The big question is the interaction between the new Parliament and Saakashvili during the remainder of his term. Saakashvili is prone to accuse any opponent of being a stooge of Moscow and has done so with Ivanishvili. Ivanishvili, while he has repeatedly said that he wants a Western orientation, including NATO membership, for Georgia has also repeatedly said that better relations with Moscow are essential. How will Saakashvili behave when the first steps are made?

The constitutional situation is another point of concern. Saakashvili is still President, the President is still more powerful than the Prime Minister: indeed the former appoints the latter. (And whom will Saakashvili appoint?) But, when Saakashvili leaves office in a year, the power relationship will reverse. These year-old constitutional changes, which some saw as an effort by Saakashvili to remain in power will, instead, send Ivanishvili or his nominee into power and Saakashvili into retirement. But, at the moment, it’s dual power and history shows few happy endings to that situation. Saakashvili is unlikely to be a good loser and there are already fears of what he could do to make things hard for Ivanishvili.

Will the new Parliament ask the big unasked question? And that is the disparity between the claimed high economic growth rate and the staggeringly high unemployment rate: 69% in a recent US/Swedish survey consider themselves unemployed. (See page 13). How can both of these be true? I can think of only two ways high growth can be consistent with spectacular unemployment rates: either that the growth is a façade of luxury hotels and other fripperies for visitors or that corruption and cronyism have kept the money locked in a tiny group of connected people. A potentially explosive question.
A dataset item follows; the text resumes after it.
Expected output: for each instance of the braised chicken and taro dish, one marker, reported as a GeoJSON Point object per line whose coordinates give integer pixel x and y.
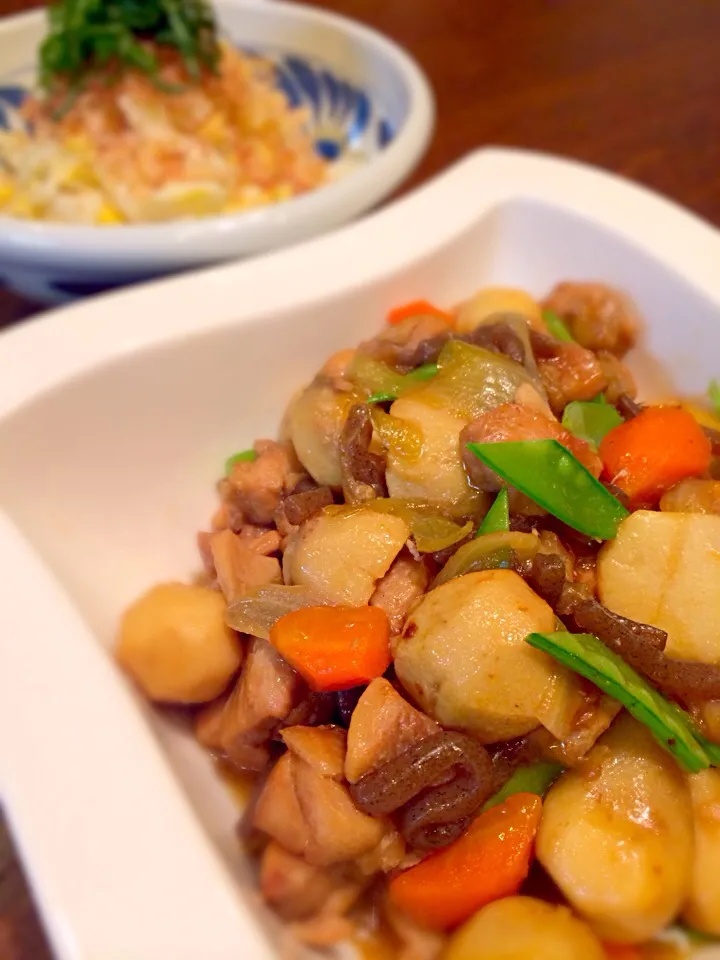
{"type": "Point", "coordinates": [459, 622]}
Another potentially explosive question relates to allegations that Saakashvili has extended support to jihadists fighting in the North Caucasus. Will we hear anything of this?

Is Ivanishvili’s coalition anything more than an ephemeral anti-Saakashvili grouping? Can the coalition hold against likely attempts by Saakashvili to detach members?

The Abkhazia and South Ossetia problems will continue. Ivanishvili’s spokesman reiterates that Tbilisi expects them back and, more convincingly than Saakashvili ever could, insists it will be done through negotiations. That is not going to happen in any future that he or Ivanishvili will see. Conceivably, after years of effort, reconstruction, prosperity, peaceful relations and a serious investigation into Tbilisi’s crimes against these areas (starting in the 1990s, if not in the 1920s) something might be possible. But Abkhazians and Ossetians will take a very long time and a high degree of proof before they will trust Tbilisi. They are not serfs to be passively transferred from one owner to another.

In short, this is a good start, but there is a long way to go before Georgia becomes a peaceful and prosperous land.